Determine which of $N$ points is not on $\sin(ax + b)$, where $a$ and $b$ are unknown.

98 Views Asked by At

Suppose $N$ points ($(x_1,y_1), (x_2,y_2), ... (x_N,y_N)$) are given from a curve $y=\sin(ax+b)$ where $a, b$ values are unknown. Before giving these $N$ points to you, $y$ coordinate of one point is randomly tampered so that it does not lie on the curve. Write a program to determine which point among $N$ points is NOT on the sinusoidal curve, whose $a$, $b$ values are unknown.

Any logic on how to approach this question, would be highly appreciate would be very thankful!

3

There are 3 best solutions below

1
On BEST ANSWER

HINT :

Consider the point $P_1(x_1\:,\:y_1)$ and a point $P_k(x_k\:,\:y_k)\quad$ in $k>1$. $$\begin{cases} ax_1+b=\sin^{-1}(y_1)\\ ax_k+b=\sin^{-1}(y_k) \end{cases}$$ Solve the linear system for $a_k=a$ and $b_k=b$. See the note $(*)$ below.

Repeat from $k=2$ to $k=n$.

If all points where exactly on the sinusoid, all $a_k$ would be equal one to the others and all $b_k$ would be equal one to the others. This is not the case since one point is outside the sinusoid.
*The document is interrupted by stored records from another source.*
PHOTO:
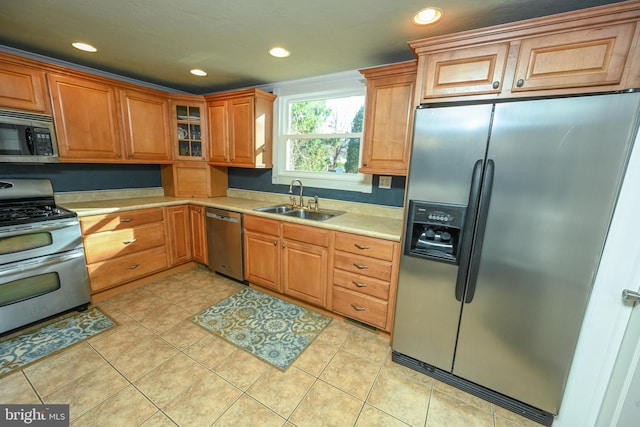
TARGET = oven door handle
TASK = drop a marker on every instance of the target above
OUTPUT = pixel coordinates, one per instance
(14, 267)
(38, 227)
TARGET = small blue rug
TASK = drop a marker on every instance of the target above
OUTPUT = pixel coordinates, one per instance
(273, 330)
(22, 350)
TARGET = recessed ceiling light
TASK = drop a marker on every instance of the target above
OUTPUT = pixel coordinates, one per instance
(279, 52)
(427, 16)
(198, 72)
(84, 46)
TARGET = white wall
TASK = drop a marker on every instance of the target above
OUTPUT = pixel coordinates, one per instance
(607, 316)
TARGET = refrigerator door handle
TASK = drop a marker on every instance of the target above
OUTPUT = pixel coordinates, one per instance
(467, 231)
(483, 210)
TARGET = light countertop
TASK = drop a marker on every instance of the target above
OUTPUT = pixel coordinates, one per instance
(370, 220)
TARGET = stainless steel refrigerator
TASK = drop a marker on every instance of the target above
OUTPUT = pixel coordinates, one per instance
(508, 208)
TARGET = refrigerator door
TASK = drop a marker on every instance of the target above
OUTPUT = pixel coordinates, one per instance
(558, 168)
(447, 143)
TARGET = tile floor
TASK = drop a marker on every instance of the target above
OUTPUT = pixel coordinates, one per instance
(156, 368)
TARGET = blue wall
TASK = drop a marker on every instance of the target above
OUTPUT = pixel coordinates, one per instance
(260, 180)
(67, 177)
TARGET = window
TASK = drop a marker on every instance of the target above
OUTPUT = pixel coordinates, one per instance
(319, 137)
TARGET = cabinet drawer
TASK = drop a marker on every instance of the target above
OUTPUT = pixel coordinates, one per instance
(111, 244)
(362, 265)
(123, 269)
(360, 283)
(365, 246)
(306, 234)
(360, 307)
(262, 225)
(117, 221)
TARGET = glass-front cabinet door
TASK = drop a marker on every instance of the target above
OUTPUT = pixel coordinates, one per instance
(190, 130)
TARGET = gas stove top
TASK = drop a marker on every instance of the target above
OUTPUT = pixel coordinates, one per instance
(25, 201)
They are two possibility :

  • You detect the point among $P_2\:...\:P_n$ which gives a different result from the others : This is the point outside the sinusoid.

  • All the successive results are different one from the others. Then the point $P_1$ is not on the sinusoid.
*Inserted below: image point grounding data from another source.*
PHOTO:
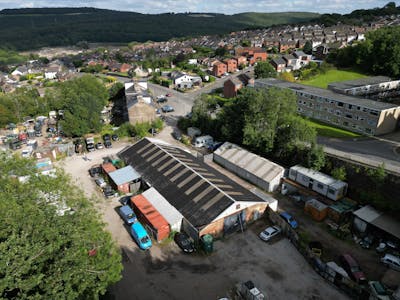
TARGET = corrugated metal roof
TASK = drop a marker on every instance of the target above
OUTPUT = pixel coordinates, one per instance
(124, 175)
(199, 192)
(252, 163)
(320, 177)
(170, 213)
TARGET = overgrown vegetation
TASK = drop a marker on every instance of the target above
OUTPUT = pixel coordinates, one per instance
(44, 254)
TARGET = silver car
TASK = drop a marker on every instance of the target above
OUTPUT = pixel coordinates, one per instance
(269, 233)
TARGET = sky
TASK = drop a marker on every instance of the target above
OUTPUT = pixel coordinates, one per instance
(219, 6)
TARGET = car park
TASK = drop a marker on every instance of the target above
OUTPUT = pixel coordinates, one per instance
(140, 236)
(269, 233)
(167, 108)
(289, 219)
(100, 182)
(352, 268)
(391, 261)
(183, 242)
(127, 214)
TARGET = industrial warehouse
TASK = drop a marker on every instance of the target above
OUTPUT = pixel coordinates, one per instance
(209, 202)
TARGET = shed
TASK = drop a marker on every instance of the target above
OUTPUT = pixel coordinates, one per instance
(316, 209)
(318, 182)
(108, 168)
(170, 213)
(256, 169)
(125, 179)
(150, 216)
(*) Note : The process of comparison will be a bit sophisticated, taking account that the function $\sin^{-1}$ is multivaluated (in extended sens). I let you manage this small difficulty.

1
On

Note that $\sin^{-1}(y) = b + ax$, namely, if your data has no noise, you can literally see which observation is an outlier. Formally, you can run a linear regression (OLS) on $$ \sin^{-1}(y_i) = b + ax_i + \epsilon_i, $$ and then check the Cook's distance, the outlier will have the highest value $D_i$.

0
On

'Almost' any arbitrary set of points can be approximated arbitrarily well by a sine wave if one is willing to take high enough frequencies (details here). However, assuming that the original curve was 'nice' and not too high in frequency, nonlinear optimization would probably be able to converge on the intended $a$ and $b,$ and you could then identify the tampered point as the one with a large remaining residual. In the optimization, I suggest minimizing the residual 1-norm instead of the 2-norm to make your fit less sensitive to the single tampered point.